A common strategy is to use regular expressions to differentiate between English words and Chinese characters. We can count English words by splitting the string by non-alphanumeric characters and filtering out empty strings. For Chinese, we can count characters that fall within the Unicode range for CJK (Chinese, Japanese, Korean) unified ideographs.
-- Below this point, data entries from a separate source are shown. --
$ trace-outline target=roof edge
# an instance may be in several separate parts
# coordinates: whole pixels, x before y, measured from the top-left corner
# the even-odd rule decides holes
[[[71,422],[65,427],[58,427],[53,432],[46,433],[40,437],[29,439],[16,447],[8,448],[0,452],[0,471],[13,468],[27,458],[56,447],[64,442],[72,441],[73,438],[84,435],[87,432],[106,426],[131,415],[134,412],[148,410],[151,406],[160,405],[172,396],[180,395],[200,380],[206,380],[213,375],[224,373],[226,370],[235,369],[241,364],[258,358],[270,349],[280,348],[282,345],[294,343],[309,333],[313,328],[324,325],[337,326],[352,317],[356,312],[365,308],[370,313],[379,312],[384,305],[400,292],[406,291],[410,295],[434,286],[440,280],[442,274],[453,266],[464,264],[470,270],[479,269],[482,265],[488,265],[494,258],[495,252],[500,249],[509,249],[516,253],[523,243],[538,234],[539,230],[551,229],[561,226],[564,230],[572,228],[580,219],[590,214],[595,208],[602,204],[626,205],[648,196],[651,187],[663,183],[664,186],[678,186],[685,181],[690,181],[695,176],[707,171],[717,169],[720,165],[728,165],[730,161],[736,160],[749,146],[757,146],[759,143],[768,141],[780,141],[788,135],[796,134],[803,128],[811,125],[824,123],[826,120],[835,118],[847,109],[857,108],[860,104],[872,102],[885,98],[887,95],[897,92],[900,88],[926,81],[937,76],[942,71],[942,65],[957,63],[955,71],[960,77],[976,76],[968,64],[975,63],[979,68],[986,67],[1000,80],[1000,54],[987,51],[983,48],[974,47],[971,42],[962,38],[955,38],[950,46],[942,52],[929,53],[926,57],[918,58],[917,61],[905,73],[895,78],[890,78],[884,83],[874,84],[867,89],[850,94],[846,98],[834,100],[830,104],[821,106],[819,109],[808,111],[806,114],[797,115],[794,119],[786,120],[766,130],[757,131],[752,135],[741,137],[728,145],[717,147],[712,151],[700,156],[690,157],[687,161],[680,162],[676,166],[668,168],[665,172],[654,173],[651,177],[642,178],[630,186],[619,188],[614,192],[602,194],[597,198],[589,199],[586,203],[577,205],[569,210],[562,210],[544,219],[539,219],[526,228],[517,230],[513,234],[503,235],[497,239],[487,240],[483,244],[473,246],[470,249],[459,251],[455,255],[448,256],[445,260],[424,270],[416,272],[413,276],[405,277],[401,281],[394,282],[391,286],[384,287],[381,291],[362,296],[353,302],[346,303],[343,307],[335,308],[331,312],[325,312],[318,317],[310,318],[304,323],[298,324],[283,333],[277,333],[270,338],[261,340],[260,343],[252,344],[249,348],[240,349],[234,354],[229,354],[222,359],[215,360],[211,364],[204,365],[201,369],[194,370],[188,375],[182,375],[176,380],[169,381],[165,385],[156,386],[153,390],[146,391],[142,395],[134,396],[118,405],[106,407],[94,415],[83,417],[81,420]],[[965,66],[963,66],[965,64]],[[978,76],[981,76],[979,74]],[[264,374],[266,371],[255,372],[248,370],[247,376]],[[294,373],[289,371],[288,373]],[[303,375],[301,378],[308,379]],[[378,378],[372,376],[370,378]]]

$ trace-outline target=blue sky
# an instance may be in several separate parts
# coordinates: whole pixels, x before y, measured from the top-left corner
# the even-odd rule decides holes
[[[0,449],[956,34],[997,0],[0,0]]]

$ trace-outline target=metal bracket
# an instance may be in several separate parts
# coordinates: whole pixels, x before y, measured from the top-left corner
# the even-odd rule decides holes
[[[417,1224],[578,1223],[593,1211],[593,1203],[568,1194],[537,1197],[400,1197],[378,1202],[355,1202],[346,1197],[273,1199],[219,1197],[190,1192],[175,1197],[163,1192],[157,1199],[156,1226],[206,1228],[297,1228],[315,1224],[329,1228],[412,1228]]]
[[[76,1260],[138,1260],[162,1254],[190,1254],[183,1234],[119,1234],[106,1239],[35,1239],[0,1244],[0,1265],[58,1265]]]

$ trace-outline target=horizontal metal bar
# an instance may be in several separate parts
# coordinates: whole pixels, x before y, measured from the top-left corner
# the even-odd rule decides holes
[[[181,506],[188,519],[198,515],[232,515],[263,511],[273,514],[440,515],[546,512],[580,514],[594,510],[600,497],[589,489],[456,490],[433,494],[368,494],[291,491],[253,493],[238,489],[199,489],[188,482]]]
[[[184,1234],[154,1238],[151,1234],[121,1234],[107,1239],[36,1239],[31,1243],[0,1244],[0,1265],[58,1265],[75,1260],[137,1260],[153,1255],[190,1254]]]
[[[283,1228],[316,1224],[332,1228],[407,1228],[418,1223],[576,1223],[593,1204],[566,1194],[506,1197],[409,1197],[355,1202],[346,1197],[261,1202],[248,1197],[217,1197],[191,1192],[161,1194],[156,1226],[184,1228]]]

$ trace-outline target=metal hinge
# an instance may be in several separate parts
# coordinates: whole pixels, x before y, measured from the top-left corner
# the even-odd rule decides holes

The total word count will be the sum of these two counts.

function countMixedWords(text) {
  let englishWordCount = 0;
  let chineseCharCount = 0;

  // Regex for English words (alphanumeric sequences)
  const englishWords = text.match(/\b[a-zA-Z0-9_]+\b/g);
  if (englishWords) {
    englishWordCount = englishWords.length;
  }

  // Regex for Chinese characters (Unicode range U+4E00 to U+9FFF)
  // This range covers most common CJK Unified Ideographs
  const chineseChars = text.match(/[\u4E00-\u9FFF]/g);
  if (chineseChars) {
    chineseCharCount = chineseChars.length;
  }

  return englishWordCount + chineseCharCount;
}

// Example usage:
const text1 = "Hello world, this is a test. 你好世界，这是一个测试。";
console.log(`'${text1}' has ${countMixedWords(text1)} words.`);

const text2 = "JavaScript is fun. 编程很有趣。";
console.log(`'${text2}' has ${countMixedWords(text2)} words.`);

const text3 = "Only English words here.";
console.log(`'${text3}' has ${countMixedWords(text3)} words.`);

const text4 = "只有中文。";
console.log(`'${text4}' has ${countMixedWords(text4)} words.`);

JavaScript function to count words in mixed English and Chinese text.

💡

The Unicode range [\u4E00-\u9FFF] is a common approximation for Chinese characters. For more comprehensive coverage, you might need to include additional CJK Unicode blocks, but this range covers the vast majority of everyday Chinese characters.

Refining the Word Counting Logic

The previous example treats English words and Chinese characters as distinct entities. However, a more sophisticated approach might involve iterating through the text and making decisions character by character or segment by segment, especially to handle cases where English words and Chinese characters are directly adjacent without spaces. This can prevent double-counting or miscounting in complex scenarios.

function countMixedWordsRefined(text) {
  let wordCount = 0;
  let inEnglishWord = false;

  for (let i = 0; i < text.length; i++) {
    const char = text[i];

    // Check if it's an English letter or number
    const isEnglishChar = /[a-zA-Z0-9_]/.test(char);
    // Check if it's a Chinese character (common range)
    const isChineseChar = /[\u4E00-\u9FFF]/.test(char);

    if (isEnglishChar) {
      if (!inEnglishWord) {
        wordCount++;
        inEnglishWord = true;
      }
    } else if (isChineseChar) {
      wordCount++; // Each Chinese character counts as a word
      inEnglishWord = false; // Reset English word flag
    } else {
      // Not an English char or Chinese char (e.g., space, punctuation)
      inEnglishWord = false; // Reset English word flag
    }
  }
  return wordCount;
}

// Example usage:
const text5 = "Hello世界, this是a test. 你好吗?";
console.log(`'${text5}' has ${countMixedWordsRefined(text5)} words (refined).`);

const text6 = "JavaScript编程很有趣。";
console.log(`'${text6}' has ${countMixedWordsRefined(text6)} words (refined).`);

A refined JavaScript function for mixed-language word counting using character-by-character iteration.

⚠️

The refined method handles adjacent English and Chinese characters better, but it still relies on a simplified definition of a 'word' for Chinese. For true linguistic accuracy in Chinese, a dedicated segmentation library (e.g., jieba-js for Node.js) would be necessary, which is beyond the scope of a simple client-side JavaScript solution.